Environmentalists’ praise seems to be in reaction to a few key lines Jewell said about coal:
I think most Americans would be surprised to know that coal companies can make a winning bid for about a dollar a ton to mine taxpayer-owned coal.
Coal is going to continue to be an important part of our nation’s energy mix in the future. But the Government Accountability Office, our Inspector General, and Members of Congress from both sides of the aisle agree that the federal coal program needs reform.
We need to ask ourselves: Are taxpayers and local communities getting a fair return from these resources? How can we make the program more transparent and more competitive? How do we manage the program in a way that is consistent with our climate change objectives? These are hard questions.
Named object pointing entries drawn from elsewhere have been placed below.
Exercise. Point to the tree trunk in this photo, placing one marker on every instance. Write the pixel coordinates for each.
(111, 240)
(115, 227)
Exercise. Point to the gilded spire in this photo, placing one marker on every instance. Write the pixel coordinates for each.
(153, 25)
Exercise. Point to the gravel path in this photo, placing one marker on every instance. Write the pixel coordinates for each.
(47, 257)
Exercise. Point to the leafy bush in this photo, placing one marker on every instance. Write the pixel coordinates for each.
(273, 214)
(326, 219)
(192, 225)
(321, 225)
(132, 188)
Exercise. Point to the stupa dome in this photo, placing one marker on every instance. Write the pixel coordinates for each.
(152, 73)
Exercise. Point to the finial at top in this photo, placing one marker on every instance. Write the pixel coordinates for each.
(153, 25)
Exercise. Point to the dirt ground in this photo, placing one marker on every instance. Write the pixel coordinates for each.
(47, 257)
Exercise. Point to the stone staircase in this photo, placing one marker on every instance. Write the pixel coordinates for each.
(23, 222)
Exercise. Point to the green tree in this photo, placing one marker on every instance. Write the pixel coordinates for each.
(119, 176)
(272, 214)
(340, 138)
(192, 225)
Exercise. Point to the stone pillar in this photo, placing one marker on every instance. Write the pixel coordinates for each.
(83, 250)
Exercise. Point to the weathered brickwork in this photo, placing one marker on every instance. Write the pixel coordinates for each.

But it’s time for an honest and open conversation about modernizing the federal coal program.
Again, Jewell is offering more questions than answers — but activists are relieved that the questions are at least finally being asked.
Manuel of the Sierra Club notes that Jewell also said, “Helping our nation cut carbon pollution should inform our decisions about where we develop, how we develop, and what we develop.” Sierra Club hopes that will mean DOI limits the total amount of coal leasing. “Ultimately you’ll see less coal leased,” Manuel predicts. “They probably would declare some areas off-limits because it’s just irresponsible to put some areas on the market.”
“I think the reason there’s been mostly positive reaction is it’s the first time she’s acknowledged the incompatibility [of coal leasing] with the president’s climate ambitions,” says Greenpeace spokesman Joe Smyth. “If it just turns out to be minor changes to royalty rates, that’s not reform, it’s just window dressing.”
On Thursday, after Obama directed federal agencies to reduce carbon emissions through efficiency and clean energy, Greenpeace took the opportunity to point out the big, obvious way the federal government could slash emissions even more: “his administration needs to get serious about the federal government’s much bigger carbon problem — fueling the climate crisis by giving away our coal, oil, and gas from federal lands and waters,” said Greenpeace climate and energy campaign director Kelly Mitchell. “President Obama and Interior Secretary Jewell can take immediate steps that would have a real impact: rejecting Shell’s plans to drill for oil in the Arctic and putting a moratorium on the sale of federal coal.”
They’re not the only ones with advice for Obama and Jewell. Also on Thursday, the Center for American Progress and the Wilderness Society issued a report saying that the federal fossil fuel leasing programs threaten to undermine Obama’s climate progress altogether. “The U.S. Department of the Interior, which has jurisdiction over the nation’s public lands, has no comprehensive plan to measure, monitor and reduce the total volume of greenhouse gas emissions that result from the leasing and development of federal energy resources,” the report notes.
Optimists see Jewell’s Tuesday speech as a sign that the Obama administration is finally moving in the right direction. “We know we won’t get [a full ban on coal leasing] in one big swing,” says Manuel. “It’s going to take a sustained rally to do this.”